‘He’s standing by us. He’s supporting us. He’s with us.’
Meyers Leonard is a name few people recognize. He sounds more like a law firm than an NBA player.
I know his name because the power forward played for my Portland Trailblazers, which drafted him in 2012, until the team traded him to the Miami Heat last year. His numbers won’t impress anyone.
But his actions show his integrity, his thoughtfulness and his unwillingness to satisfy himself with virtue signaling – the default setting of the academy – instead of doing good things.
Leonard trended in the news this weekend when he refused to kneel during the national anthem in his team’s first game in the restarted NBA season and postseason, which is being played in a COVID-19 “bubble” at Disney World.

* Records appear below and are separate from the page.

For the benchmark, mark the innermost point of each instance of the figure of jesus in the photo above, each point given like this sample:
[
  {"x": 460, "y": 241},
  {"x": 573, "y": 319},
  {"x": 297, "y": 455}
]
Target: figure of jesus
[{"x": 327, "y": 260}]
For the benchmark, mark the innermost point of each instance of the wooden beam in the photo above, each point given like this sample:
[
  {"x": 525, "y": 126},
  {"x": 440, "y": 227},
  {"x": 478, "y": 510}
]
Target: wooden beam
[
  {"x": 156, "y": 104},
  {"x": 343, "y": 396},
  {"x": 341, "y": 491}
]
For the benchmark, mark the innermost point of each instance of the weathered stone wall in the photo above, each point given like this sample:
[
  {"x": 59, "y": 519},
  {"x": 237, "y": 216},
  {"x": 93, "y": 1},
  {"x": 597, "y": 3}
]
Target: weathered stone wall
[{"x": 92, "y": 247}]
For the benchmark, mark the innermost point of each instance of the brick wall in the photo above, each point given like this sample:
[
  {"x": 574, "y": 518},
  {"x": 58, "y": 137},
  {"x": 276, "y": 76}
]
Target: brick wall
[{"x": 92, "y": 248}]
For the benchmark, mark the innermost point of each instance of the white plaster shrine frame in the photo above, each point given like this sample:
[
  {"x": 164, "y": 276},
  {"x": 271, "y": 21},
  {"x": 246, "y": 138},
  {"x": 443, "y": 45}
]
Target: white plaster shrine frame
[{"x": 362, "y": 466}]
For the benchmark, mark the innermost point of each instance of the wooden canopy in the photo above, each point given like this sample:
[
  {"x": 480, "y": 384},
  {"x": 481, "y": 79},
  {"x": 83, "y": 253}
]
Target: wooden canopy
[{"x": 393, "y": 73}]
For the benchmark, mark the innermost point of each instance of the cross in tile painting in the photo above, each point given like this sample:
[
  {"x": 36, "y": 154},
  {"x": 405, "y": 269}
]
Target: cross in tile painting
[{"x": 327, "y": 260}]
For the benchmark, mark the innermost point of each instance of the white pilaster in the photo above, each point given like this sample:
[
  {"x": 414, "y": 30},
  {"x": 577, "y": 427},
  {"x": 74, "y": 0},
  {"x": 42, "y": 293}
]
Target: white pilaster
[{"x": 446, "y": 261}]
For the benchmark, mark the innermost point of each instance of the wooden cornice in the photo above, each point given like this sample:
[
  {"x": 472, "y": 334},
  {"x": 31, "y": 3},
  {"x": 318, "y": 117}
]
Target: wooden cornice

He’s both white and American – a rare combination in the NBA – so it’s easy to assume he’s some backwards redneck openly resented by his teammates.
Leonard doesn’t have the renown of Spurs coach Gregg Popovich, a U.S. Air Force Academy graduate and vocal Donald Trump critic who stood during the anthem Friday, or the race of Orlando Magic forward Jonathan Isaac, who not only stood but also refused to wear the de rigueur Black Lives Matter shirt during the anthem. (An ordained minister, Isaac explained his decision in gospel terms. It didn’t protect him from media mockery when he suffered a season-ending injury.)
Yet Leonard’s decision wasn’t some off-the-cuff ploy to draw right-wing adulation, as he made clear to the Associated Press. It was a reflection of his family and social circle, and the decision cost him several nights of sleep:
Meyers Leonard has a brother who served two tours in Afghanistan with the U.S. Marines. He carries a military-themed backpack, wears combat boots and has a phone loaded with Navy SEALs who are his friends.
He also makes this clear: “I absolutely believe Black Lives Matter,” he said. …
“Some of the conversations I’ve had over the past three days, quite literally, have been the most difficult,” Leonard told The Associated Press prior to the game. “I am with the Black Lives Matter movement and I love and support the military and my brother and the people who have fought to defend our rights in this country.”
Rather than try to appease the vindictive Twitter mob, which takes its cues from the vindictive academic field, with a useless groupthink gesture, Leonard used his financial privilege to demonstrate tangibly that #BlackLivesMatter. A videogame streamer on Twitch, he raised $180,000 in April for causes such as Feeding South Florida.
Leonard then announced Saturday he was personally donating $100,000 “to a fund that helps pay the fees Floridians leaving jails or prisons must settle before they can have their voting rights restored”:
“Because I’ve listened to [Heat captain] Udonis [Haslem] and am constantly inspired by him, every single one of those dollars will go to Overtown and Liberty City, where he grew up,” Leonard said, referring to two of Miami’s historic Black neighborhoods. “Those two parts of Miami were most heavily impacted by COVID-19 and voter suppression.”
It’s hard to overstate how much harm is caused by conditioning civic rights on paying the crippling fees associated with going through the justice system. You could even call it systemic racism, since the burden disproportionately falls on black and brown populations.
As Prison Fellowship explains: “The denial of voting rights to people who have completed their sentence of incarceration” and pose little public safety risk “has imposed second class citizenship on millions of our family members, church members, and neighbors in America.”
Leonard rejects the “line in the sand” mentality – “If you’re not kneeling, you’re not with us” – that has come to define America this year amid racial protests. He told the AP that he explained why he wouldn’t kneel to both current and former teammates before the game.
He won over Haslem, his team captain, who was “the first to tap fists with Leonard” after the anthem. Haslem said: “People will question, ‘Why isn’t he doing it their way?’ Well, he’s standing by us. He’s supporting us. He’s with us.”
Teammate Andre Igoudala, a member of the National Basketball Players Association’s executive committee, also said he had to “see things from [Leonard’s] perspective” if he wants Leonard to see the issue from Igoudala’s perspective.
I wish more people would consider the perspective of those who see the anthem as a reflection of the sacrifices made to protect America from a hostile world. Unfortunately, today’s NBA – like today’s academy – enforces political orthodoxy with the zeal (and hypocrisy) of a cult.